Salah E. Gerryo scite author profile

A 3-year intensive search for selected neuromuscular disorders in Benghazi, yielded 34 patients with Duchenne's muscular dystrophy (25 index cases), 19 with limb-girdle muscular dystrophy (13 index cases), 4 with facioscapulohumeral muscular dystrophy (3 index cases), 3 with opthalmoplegia-plus (all index cases), 13 with polymyositis, 41 with hereditary motor and sensory neuropathy (HMSN) (17 index cases) and 27 with Guillain-Barré Syndrome (GBS).

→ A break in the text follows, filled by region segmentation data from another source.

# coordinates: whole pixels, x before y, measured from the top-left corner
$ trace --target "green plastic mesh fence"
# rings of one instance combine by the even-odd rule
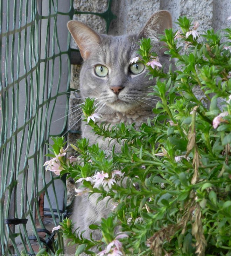
[[[45,171],[51,136],[66,131],[73,0],[0,0],[0,255],[63,247],[65,180]],[[107,30],[111,1],[101,16]],[[7,254],[6,254],[7,255]]]

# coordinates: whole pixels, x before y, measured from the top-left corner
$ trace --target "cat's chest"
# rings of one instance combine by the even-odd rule
[[[135,123],[136,126],[139,126],[143,123],[147,122],[148,118],[152,118],[153,114],[152,111],[143,111],[123,113],[116,112],[113,114],[103,115],[102,122],[111,124],[123,123],[128,124]]]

The age-adjusted prevalence rates, on 31 December 1985, per 100,000 population were 6 for Duchenne dystrophy, 3.7 for limb-girdle dystrophy, 0.8 for facioscapulohumeral dystrophy, 0.6 for opthalmoplegia-plus and 7.9 for HMSN (6.4 and 1.5 for Types I and II, respectively). The adjusted average annual incidence of polymyositis was 8.8/mill population; the peak incidence was observed in females in the age-group 20-40. A mean age-adjusted incidence rate for GBS of 1.7/100,000 population per year has been found. The peak age-specific incidence of GBS occurred in the third decade; the sex-dependent difference in the incidence was not significant. No indigenous forms of the disease were encountered and the clinical features differed little from the descriptions in literature. The large family size and high rate of consanguineous marriages contribute to the high frequency of familial disorders, especially those with autosomal recessive inheritance.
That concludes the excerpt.